Больше всего мне нравится, когда мы переходим некую черту и забываем о нотах. Иногда Ингар начинает играть слишком быстро, но замечает, что увлекся, лишь когда я догоняю его. Тогда глаза у него блестят, и он еще больше гонит музыку вперед, не обращая внимания на темп. Жилы на руках надуваются, смычок с силой скользит по струнам, а я не отстаю, играю так, что по всему телу расходится приятный зуд. Заканчиваем мы потные и счастливые, хотя и нарушили правила. Мелодия простая, всего несколько музыкальных ходов – туда-оттуда, вперед-назад, – но она пробуждает во мне смутные фантазии.
Прекраснее всего, когда мы – запретным образом – восстаем против указаний нотного листа. В музыке появляются новые звуки, новые ритмы, и создаем их мы с Ингаром. На краткий миг делаем старые мелодии, написанные в дальних странах, своими. Мы вдвоем. Он и я.
Мы играем дальше в темно-синем свете летней ночи; мысли текут свободно, и я думаю об отце, который надолго уезжал, но теперь уже вернулся домой.

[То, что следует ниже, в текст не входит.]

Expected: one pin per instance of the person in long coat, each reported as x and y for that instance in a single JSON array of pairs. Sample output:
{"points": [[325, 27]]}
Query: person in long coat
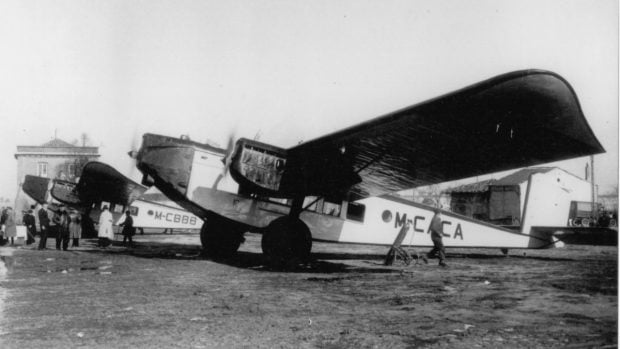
{"points": [[75, 228], [30, 223], [63, 230], [10, 229], [105, 233], [44, 224], [128, 229]]}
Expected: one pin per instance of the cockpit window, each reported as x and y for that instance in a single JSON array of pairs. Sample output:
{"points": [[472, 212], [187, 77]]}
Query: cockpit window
{"points": [[356, 211]]}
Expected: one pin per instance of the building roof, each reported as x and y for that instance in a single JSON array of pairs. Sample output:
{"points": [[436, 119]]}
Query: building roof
{"points": [[522, 175], [57, 143], [478, 187], [56, 147]]}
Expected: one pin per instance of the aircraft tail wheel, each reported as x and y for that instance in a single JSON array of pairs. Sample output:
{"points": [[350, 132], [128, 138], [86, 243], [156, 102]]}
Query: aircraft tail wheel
{"points": [[219, 241], [286, 243]]}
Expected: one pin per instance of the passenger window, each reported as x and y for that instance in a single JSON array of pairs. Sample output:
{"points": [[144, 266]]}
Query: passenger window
{"points": [[331, 208], [310, 200], [355, 212], [133, 210]]}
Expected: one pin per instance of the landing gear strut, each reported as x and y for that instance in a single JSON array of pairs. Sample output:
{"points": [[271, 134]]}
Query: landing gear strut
{"points": [[286, 243], [219, 240]]}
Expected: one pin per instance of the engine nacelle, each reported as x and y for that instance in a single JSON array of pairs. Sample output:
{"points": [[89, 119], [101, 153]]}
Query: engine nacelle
{"points": [[258, 167]]}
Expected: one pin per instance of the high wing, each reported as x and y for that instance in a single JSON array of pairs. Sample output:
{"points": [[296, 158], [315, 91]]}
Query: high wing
{"points": [[98, 182], [101, 182], [36, 187], [514, 120]]}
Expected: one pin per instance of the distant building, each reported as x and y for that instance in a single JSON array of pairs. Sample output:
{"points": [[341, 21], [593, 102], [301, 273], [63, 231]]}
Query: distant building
{"points": [[502, 201], [55, 159], [609, 202], [471, 200]]}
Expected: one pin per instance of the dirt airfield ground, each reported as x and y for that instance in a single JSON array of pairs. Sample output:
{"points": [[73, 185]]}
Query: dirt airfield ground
{"points": [[162, 294]]}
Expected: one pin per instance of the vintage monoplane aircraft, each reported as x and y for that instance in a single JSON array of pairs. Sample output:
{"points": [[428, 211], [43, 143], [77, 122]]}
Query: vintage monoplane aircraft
{"points": [[101, 185], [514, 120]]}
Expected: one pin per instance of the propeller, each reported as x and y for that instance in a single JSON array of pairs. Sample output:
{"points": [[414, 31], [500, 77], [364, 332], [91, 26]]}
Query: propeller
{"points": [[227, 159], [133, 153]]}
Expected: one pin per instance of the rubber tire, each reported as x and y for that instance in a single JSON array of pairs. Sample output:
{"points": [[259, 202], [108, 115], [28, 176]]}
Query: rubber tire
{"points": [[218, 241], [286, 243]]}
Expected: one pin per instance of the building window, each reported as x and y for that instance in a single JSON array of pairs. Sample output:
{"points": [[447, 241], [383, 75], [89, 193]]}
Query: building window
{"points": [[42, 169]]}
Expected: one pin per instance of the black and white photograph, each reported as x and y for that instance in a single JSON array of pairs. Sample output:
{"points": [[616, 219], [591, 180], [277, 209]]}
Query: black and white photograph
{"points": [[309, 174]]}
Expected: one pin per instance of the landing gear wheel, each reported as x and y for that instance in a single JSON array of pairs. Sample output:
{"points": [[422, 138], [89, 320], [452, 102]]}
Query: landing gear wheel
{"points": [[286, 243], [218, 240]]}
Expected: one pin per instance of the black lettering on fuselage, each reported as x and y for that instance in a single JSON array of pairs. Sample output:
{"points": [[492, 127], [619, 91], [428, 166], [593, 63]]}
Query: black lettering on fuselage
{"points": [[443, 226], [458, 232], [415, 223], [400, 221]]}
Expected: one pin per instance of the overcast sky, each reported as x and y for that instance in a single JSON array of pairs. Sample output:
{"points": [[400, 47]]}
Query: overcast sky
{"points": [[289, 70]]}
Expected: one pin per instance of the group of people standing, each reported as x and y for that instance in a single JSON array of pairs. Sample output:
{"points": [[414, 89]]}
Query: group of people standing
{"points": [[66, 225]]}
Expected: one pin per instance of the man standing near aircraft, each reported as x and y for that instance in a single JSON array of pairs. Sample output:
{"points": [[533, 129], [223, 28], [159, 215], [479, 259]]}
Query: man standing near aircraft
{"points": [[44, 223], [105, 233], [436, 229]]}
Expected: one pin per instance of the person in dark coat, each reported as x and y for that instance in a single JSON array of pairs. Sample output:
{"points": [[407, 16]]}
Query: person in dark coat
{"points": [[62, 235], [128, 229], [437, 234], [31, 227], [44, 224]]}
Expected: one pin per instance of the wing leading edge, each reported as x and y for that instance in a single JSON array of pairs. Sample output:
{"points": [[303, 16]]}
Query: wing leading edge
{"points": [[514, 120]]}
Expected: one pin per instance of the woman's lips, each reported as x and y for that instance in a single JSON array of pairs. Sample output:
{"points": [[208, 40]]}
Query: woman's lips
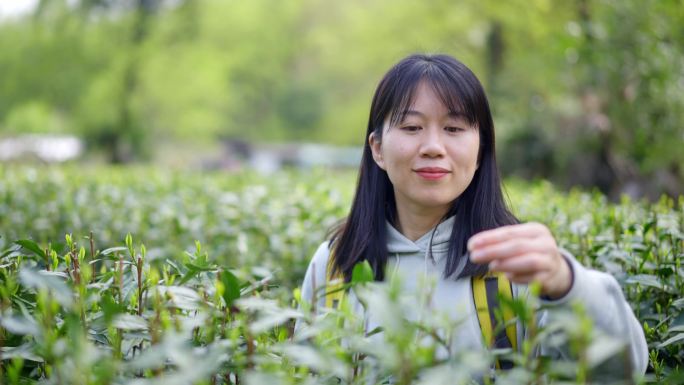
{"points": [[432, 173]]}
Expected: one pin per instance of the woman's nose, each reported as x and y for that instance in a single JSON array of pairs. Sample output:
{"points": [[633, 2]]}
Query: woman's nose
{"points": [[432, 144]]}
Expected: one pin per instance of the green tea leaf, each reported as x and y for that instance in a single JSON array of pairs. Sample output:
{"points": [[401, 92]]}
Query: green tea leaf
{"points": [[31, 246], [362, 272], [231, 287], [676, 339]]}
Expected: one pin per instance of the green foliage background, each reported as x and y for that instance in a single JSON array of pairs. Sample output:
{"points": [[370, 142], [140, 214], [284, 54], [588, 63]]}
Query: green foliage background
{"points": [[220, 309], [584, 92]]}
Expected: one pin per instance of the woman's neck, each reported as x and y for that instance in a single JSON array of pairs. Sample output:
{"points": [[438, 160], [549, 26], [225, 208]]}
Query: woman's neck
{"points": [[414, 223]]}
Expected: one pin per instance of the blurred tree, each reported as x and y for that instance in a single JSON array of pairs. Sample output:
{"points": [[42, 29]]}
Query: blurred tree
{"points": [[588, 91]]}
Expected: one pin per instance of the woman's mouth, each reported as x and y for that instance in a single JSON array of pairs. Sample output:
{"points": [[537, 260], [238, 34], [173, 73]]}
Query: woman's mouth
{"points": [[431, 173]]}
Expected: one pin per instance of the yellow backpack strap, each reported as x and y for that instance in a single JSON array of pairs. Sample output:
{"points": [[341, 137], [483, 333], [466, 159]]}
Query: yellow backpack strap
{"points": [[486, 292], [334, 286]]}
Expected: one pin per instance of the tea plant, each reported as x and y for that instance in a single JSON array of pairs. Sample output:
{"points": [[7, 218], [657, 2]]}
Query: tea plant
{"points": [[98, 307]]}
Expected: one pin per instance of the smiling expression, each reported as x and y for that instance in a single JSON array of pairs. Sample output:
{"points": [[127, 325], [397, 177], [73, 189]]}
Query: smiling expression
{"points": [[430, 157]]}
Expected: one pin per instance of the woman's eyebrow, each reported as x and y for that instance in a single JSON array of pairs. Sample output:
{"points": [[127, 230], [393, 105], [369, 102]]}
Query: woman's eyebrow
{"points": [[451, 114]]}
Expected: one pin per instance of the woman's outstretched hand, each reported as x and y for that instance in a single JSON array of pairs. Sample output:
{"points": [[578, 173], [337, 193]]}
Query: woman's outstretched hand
{"points": [[525, 253]]}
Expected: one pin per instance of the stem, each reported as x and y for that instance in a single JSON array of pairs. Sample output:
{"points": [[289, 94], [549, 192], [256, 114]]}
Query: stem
{"points": [[92, 256]]}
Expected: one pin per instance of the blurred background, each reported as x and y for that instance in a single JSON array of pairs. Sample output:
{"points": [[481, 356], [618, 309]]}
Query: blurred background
{"points": [[584, 92]]}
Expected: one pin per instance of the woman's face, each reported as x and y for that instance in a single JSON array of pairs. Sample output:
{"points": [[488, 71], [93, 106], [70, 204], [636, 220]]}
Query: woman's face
{"points": [[430, 157]]}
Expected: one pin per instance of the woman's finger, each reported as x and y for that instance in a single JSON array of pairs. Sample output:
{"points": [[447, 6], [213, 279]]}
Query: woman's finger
{"points": [[511, 248], [523, 230], [530, 263]]}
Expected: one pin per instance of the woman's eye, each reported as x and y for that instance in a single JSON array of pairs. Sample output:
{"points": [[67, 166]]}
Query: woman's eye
{"points": [[411, 128]]}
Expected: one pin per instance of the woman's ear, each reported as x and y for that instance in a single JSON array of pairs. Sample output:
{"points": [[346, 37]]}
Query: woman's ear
{"points": [[374, 144]]}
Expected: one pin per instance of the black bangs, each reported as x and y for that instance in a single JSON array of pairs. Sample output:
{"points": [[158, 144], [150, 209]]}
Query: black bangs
{"points": [[363, 235], [451, 83]]}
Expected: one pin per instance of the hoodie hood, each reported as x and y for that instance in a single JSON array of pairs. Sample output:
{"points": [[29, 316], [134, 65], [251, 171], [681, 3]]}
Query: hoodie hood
{"points": [[438, 237]]}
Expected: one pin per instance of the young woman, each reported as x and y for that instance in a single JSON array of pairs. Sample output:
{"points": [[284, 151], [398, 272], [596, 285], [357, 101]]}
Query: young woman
{"points": [[429, 204]]}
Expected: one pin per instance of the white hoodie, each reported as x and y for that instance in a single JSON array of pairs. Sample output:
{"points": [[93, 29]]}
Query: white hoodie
{"points": [[599, 292]]}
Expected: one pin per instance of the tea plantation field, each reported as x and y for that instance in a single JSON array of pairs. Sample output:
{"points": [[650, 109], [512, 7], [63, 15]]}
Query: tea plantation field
{"points": [[143, 276]]}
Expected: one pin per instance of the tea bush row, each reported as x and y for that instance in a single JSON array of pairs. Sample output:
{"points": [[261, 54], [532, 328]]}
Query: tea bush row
{"points": [[219, 310]]}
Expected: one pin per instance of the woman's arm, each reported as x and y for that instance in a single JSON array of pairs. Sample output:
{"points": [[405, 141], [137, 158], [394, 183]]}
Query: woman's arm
{"points": [[528, 252]]}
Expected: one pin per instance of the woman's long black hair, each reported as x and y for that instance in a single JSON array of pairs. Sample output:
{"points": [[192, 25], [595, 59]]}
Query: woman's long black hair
{"points": [[480, 207]]}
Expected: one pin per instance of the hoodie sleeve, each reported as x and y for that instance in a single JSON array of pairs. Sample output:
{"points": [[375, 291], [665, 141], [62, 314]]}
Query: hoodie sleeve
{"points": [[606, 305], [315, 276]]}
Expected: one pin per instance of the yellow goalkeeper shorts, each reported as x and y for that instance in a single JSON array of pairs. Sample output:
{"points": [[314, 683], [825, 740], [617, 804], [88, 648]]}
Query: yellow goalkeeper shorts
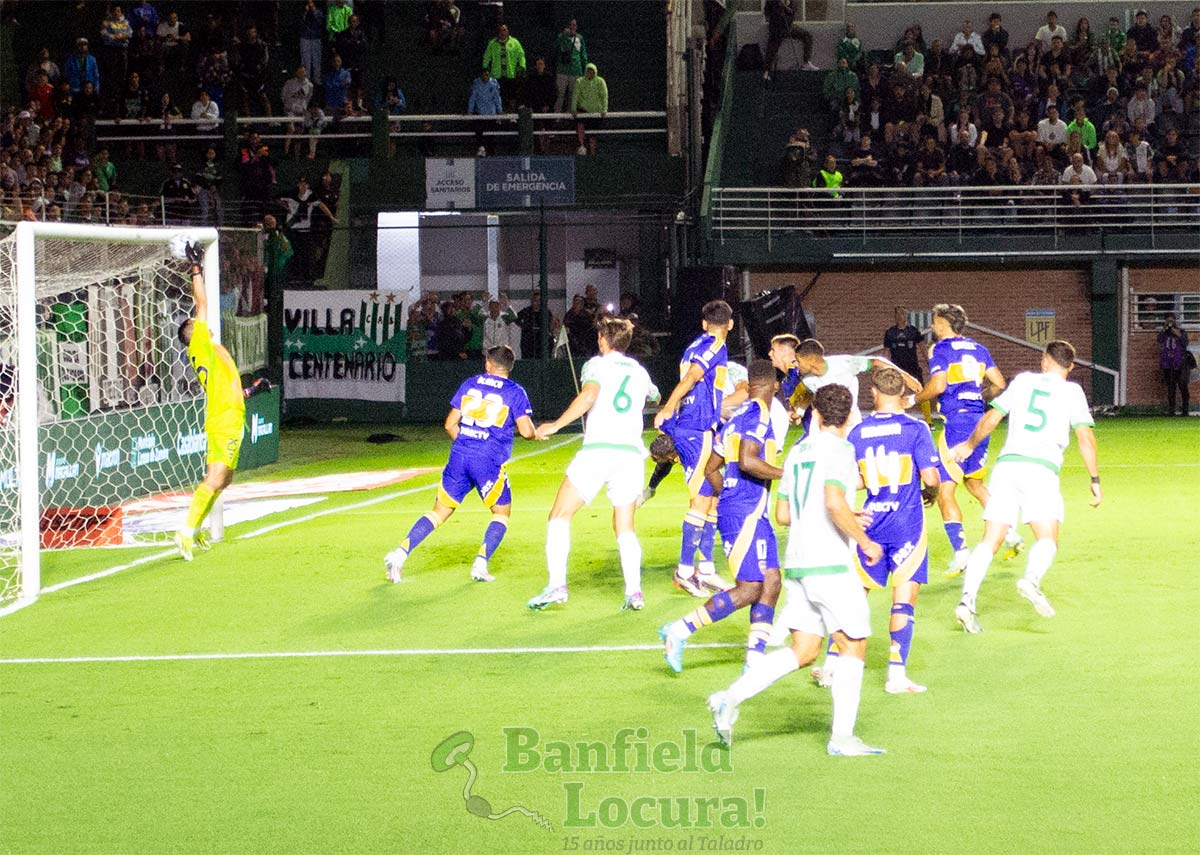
{"points": [[225, 440]]}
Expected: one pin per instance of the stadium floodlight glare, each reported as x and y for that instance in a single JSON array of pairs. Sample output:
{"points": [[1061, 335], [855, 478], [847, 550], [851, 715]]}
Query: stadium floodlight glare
{"points": [[99, 405]]}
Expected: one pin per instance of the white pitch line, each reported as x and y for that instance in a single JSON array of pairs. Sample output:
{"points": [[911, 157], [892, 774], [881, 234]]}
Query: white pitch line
{"points": [[381, 500], [285, 524], [334, 653]]}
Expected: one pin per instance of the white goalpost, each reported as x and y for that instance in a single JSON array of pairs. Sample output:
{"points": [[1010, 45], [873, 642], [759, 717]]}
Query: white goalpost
{"points": [[99, 405]]}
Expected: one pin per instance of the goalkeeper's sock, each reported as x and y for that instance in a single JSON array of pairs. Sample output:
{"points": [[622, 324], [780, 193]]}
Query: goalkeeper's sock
{"points": [[492, 536], [660, 472], [420, 530], [708, 538], [202, 502], [693, 531], [955, 536]]}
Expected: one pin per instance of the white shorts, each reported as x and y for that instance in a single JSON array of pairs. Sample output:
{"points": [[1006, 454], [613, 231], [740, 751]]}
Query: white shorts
{"points": [[1020, 490], [820, 604], [621, 472]]}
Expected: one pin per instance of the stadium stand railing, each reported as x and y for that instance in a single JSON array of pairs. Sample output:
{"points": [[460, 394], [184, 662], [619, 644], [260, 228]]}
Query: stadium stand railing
{"points": [[952, 211]]}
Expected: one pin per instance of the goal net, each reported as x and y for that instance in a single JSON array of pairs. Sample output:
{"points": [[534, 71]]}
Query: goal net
{"points": [[99, 405]]}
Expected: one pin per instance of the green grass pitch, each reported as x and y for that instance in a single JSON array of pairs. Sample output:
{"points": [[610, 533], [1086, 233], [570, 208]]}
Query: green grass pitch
{"points": [[1068, 735]]}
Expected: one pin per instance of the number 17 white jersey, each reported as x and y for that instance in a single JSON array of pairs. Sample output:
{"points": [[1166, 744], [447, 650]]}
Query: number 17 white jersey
{"points": [[1042, 410], [615, 420]]}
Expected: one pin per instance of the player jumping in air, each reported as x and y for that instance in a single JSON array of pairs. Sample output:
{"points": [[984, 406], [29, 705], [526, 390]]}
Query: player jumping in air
{"points": [[690, 416], [958, 368], [813, 370], [747, 448], [825, 595], [1042, 411], [225, 413], [483, 414], [615, 392], [895, 458]]}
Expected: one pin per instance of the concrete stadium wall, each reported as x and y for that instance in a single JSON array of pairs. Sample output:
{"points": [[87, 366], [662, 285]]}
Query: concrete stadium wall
{"points": [[853, 309], [1145, 383]]}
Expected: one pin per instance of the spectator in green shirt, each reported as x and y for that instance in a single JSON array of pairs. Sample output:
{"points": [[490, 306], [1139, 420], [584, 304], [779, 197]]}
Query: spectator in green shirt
{"points": [[850, 48], [837, 83], [504, 58], [105, 171], [591, 99], [829, 177], [1084, 125], [570, 65], [337, 18]]}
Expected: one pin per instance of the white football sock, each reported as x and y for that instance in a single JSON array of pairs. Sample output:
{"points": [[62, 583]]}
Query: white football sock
{"points": [[846, 691], [777, 664], [977, 568], [558, 546], [630, 551], [1041, 557]]}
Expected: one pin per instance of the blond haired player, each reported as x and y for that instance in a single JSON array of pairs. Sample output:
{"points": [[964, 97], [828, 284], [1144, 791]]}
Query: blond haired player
{"points": [[225, 414], [615, 392]]}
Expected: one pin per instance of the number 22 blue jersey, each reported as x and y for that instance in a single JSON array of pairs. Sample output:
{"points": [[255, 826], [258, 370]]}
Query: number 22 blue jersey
{"points": [[490, 407], [891, 449]]}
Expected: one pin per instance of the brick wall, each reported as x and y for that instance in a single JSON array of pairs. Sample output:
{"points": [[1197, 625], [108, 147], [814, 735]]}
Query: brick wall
{"points": [[853, 309], [1145, 383]]}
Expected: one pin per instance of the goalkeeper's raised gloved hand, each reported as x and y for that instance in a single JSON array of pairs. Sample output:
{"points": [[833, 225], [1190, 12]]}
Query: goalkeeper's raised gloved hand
{"points": [[195, 252]]}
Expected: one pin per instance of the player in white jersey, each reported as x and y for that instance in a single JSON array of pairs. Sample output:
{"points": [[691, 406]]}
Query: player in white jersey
{"points": [[615, 392], [825, 595], [1042, 410]]}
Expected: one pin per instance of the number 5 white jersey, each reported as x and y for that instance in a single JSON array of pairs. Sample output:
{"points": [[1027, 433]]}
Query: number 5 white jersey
{"points": [[615, 420], [1042, 410]]}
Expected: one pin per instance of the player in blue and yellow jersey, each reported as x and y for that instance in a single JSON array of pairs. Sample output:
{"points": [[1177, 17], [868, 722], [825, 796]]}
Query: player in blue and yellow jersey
{"points": [[898, 465], [484, 413], [958, 368], [747, 449], [225, 413], [690, 417]]}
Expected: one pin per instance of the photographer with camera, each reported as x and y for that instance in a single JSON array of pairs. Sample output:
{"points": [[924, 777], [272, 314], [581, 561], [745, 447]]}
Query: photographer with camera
{"points": [[1176, 363]]}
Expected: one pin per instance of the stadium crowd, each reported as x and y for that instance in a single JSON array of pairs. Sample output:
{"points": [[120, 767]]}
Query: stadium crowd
{"points": [[987, 109]]}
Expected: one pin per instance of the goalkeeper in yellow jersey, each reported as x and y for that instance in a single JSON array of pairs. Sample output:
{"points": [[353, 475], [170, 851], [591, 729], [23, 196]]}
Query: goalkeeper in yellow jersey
{"points": [[225, 414]]}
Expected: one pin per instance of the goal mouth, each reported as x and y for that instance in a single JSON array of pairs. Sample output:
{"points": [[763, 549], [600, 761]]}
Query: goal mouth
{"points": [[99, 404]]}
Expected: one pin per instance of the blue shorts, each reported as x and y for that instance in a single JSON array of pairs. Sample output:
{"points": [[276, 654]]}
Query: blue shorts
{"points": [[465, 472], [903, 562], [958, 429], [749, 544], [694, 447]]}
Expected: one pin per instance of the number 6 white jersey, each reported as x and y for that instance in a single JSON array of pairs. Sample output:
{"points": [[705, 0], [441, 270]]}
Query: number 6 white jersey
{"points": [[615, 420], [1042, 410]]}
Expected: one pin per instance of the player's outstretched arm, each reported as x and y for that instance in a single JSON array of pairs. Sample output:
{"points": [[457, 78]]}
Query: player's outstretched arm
{"points": [[453, 420], [909, 380], [526, 429], [695, 372], [982, 431], [1086, 438], [847, 522], [753, 465], [579, 408], [935, 387]]}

Пе любит нас с Ингаром, в отличие от матери, которая теперь не любит никого, кроме Видара. Ее интересует только Видар, ну еще кара Господня. Так что она, наверное, и Бога любит. По крайней мере того, каким Он предстает в Ветхом завете, до Христа.
Такие мысли приходят в голову мне, Стине из Витваттнета, когда я играю пьесу, и у нас с Ингаром одно дыхание на двоих. Окончив, он смеется – громко, словно с облегчением, прислоняет виолончель к плечу и протягивает мне руку.
На кончике среднего пальца у него капля крови; я стираю красное, подношу палец Ингара к губам и пробую: капля отдает железом. Потом я сплетаю свои пальцы с пальцами Ингара, и мы сидим так долго-долго – уставшие, держась за руки.
– Как ты думаешь, что там, за горами? – спрашиваю я.
Ингар не отвечает, только улыбается мне.
“Есть такие слова – безмолвные, будто камни в горах”, – думаю я. Другие слова шепчут… Я обдумываю, как лучше сказать. Другие слова шепчут, как лес шумит… или грохочут, как речные пороги весной. Потом я запишу это в дневник.
* * *
Когда мы с Ингаром спускаемся по тропинке к озерцу, уже совсем темно, но мы ощущаем каждый узловатый корень, каждую неровность так, будто они – часть нашего тела. Ноги сами знают, куда идти; на полпути я останавливаюсь и разуваюсь. Целый год прошел с тех пор, как я ходила по лесу босиком.
Мне вспоминается, как мама рассказывала про одного мальчика. Он родился слишком рано, очень слабеньким и почти сразу умер. Вот и это лето такое же. Умрет, не пожив, жалкое, бессмысленное.
Мы спускаемся ниже, к воде; тропинка холодит ноги. Скоро она покроется серебристым хрустящим инеем. Глаза медленно, но верно привыкают к тусклому свету, и я смотрю на Ингара. Как он исхудал всего за одно лето! Щеки ввалились, виски запали, шея под длинными волосами тощая, жилистая.
Это лето хорошо перенес только мой отец: из поездки он вернулся с округлившимися щеками. Ездил он в большой поселок под названием Сэрна. На юге голод явно не такой жестокий, и все же Пе не много привез с собой: мешочек хлеба и несколько мешков с большими, твердыми как камень, зернами, которые приходится несколько часов варить, чтобы они сделались съедобными, и вкус у них сухой, какой-то земляной. А в другой раз, когда Пе ездил совсем далеко, в Норвегию, он привез мне новый смычок.
На берегу мы останавливаемся; я ставлю башмаки на землю. Дует холодный ветер, и когда платье спадает с меня, я покрываюсь гусиной кожей.
Мы купаемся в этом озере с детства. А теперь мы уже почти взрослые.
Потом мы ложимся в прибрежную траву и лежим на спине. Время – заслонка, оно процеживает секунды и минуты наслаждения и забытья; мы как будто в маленькой комнате, где значение имеют только законы тела, а весь остальной мир остался снаружи.
Я провожу пальцами по животу, нажимаю небольшую выпуклость под пупком и говорю:
– Ты добрался вот сюда. Было почти больно.